Monday, 11 January 2021 13:16

How GitHub revamped its on-call strategy for over 50 engineering teams

By

Global open-source software host, GitHub, serves 56 million users and is the custodian of billions of lines of open-source code. With such a product, on-call is part of life, but it doesn’t have to come at the expense of work-life balance or accepting technical debt.

Whether we're performing routine maintenance out-of-hours, or we're in the midst of a global pandemic, robust on-call is essential for any technical organisation.

Like many companies such as Google, Netflix and others - even small organisations, let alone planet-size ones - as GitHub expands its product offerings by number and complexity it became critical to evolve its on-call strategy to maintain scale with its 56 million, and growing, users.

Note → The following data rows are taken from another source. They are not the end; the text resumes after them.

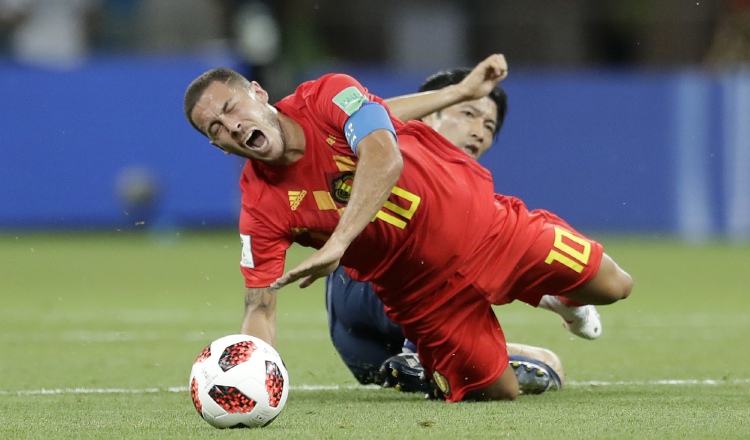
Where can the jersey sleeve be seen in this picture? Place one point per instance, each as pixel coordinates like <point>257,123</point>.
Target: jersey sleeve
<point>263,257</point>
<point>346,106</point>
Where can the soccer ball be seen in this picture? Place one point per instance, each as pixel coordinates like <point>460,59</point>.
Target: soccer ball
<point>239,381</point>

GitHub previously had a monolithic on-call structure but transformed it into having each of its 50+ engineering teams be responsible for the code they maintain. This including assigning ownership of 16,000 files from the monolithic Ruby on Rails codebase to those teams while dealing with educational hurdles and addressing the work-life balance.

This was not purely a logistical effort; Mary Moore Simmons, Director of Engineering at GitHub, also scoped out the various cultural and education hurdles, including adding COVID-19 into the mix, cultivating a blameless culture, creating training, dealing with criticality, and focusing on long-term success.

She detailed the adventure in a recent blog post, distilling her learnings and challenges for the benefit of IT professionals globally. In fact, putting aside GitHub’s size for a moment, the problems GitHub experienced are not so dissimilar to any other organisation.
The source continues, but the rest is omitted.